The authors declare no conflict of interest.

Figures

**Figure 1**
The nuclear pore complex and nucleocytoplasmic transport of proteins.

**Figure 2**
Picornavirus-induced alteration of the nuclear pore complex. (A) Illustration of the NPC showing alterations triggered by picornaviruses. The proteins forming the different nuclear pore components and some soluble phase proteins are indicated. FG-nucleoporins are in bold characters. Alterations triggered by picornaviruses are depicted as follows. Blue scissors: caspase-dependent degradation (e.g., importins); Red scissors: virus-dependent cleavage; P: phosphorylation.
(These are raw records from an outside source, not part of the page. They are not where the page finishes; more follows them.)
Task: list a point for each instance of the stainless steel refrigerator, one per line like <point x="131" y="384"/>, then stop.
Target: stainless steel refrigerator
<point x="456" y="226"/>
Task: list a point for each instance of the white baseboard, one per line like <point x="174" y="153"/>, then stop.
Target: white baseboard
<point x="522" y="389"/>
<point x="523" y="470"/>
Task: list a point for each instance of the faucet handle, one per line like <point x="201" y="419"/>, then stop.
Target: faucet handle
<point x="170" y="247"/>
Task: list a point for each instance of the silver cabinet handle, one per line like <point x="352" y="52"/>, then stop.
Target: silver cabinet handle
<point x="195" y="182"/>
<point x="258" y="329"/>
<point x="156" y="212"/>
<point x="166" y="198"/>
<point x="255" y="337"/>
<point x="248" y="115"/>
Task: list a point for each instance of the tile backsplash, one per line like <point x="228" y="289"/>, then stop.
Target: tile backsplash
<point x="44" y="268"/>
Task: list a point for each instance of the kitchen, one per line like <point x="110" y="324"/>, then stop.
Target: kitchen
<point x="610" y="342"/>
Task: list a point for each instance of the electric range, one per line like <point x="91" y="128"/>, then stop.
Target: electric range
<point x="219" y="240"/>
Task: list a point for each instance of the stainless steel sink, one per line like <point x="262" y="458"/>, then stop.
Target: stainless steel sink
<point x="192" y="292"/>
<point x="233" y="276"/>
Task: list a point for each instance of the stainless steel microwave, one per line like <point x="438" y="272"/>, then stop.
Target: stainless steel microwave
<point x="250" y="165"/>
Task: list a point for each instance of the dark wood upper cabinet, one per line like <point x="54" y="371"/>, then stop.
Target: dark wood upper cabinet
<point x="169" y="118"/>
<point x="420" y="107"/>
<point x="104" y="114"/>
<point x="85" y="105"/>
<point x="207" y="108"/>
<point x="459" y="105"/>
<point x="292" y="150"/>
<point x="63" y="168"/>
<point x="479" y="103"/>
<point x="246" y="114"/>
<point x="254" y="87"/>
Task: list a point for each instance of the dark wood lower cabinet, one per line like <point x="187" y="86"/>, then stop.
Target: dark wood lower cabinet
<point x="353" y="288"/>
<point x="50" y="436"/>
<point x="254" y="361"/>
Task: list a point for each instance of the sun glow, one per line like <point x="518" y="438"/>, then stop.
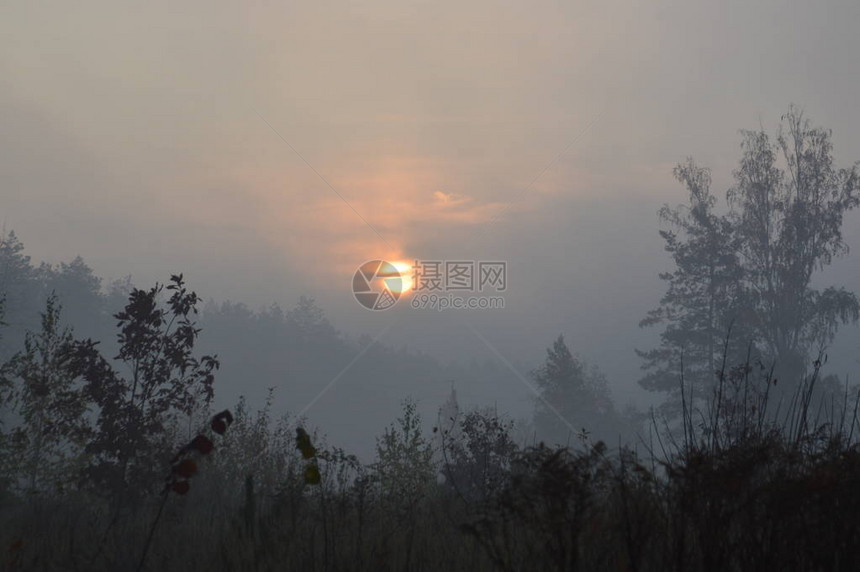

The model proposed to account for NUP phosphorylation by cardioviruses is illustrated: a complex formed between the L protein, RAN and exportins would recruit kinases (e.g., ERK1/2 and p38) to the NPC, where these kinases would induce the phosphorylation of FG-nucleoporins. (B) Zoom on FG-nucleoporins molecular modifications by picornaviruses. Enteroviruses use their 2A^pro and 3C^pro to cleave the FG domains, thereby inducing an opening of the pore. Cardioviruses use their L protein to trigger the phosphorylation of the FG-rich domains of FG-nucleoporins, thereby inducing disorganization of the pore.

**Figure 3**
Consequences of protein and RNA trafficking perturbation induced by Picornaviruses. (1) Cytoplasmic retention of transcription factors (STAT1/2, IRF3) thereby inhibiting transcriptional induction of cellular genes: e.g., karyopherin subunit α1 cleavage prevents the translocation of STAT1/2 into the nucleus. (2) Nuclear proteins are delocalized to the cytoplasm, where they interact with the viral genome to promote viral genome translation or replication. (3) Blocking of mRNA export, preventing the translation of antiviral proteins, and making the translation machinery available for viral mRNA translation.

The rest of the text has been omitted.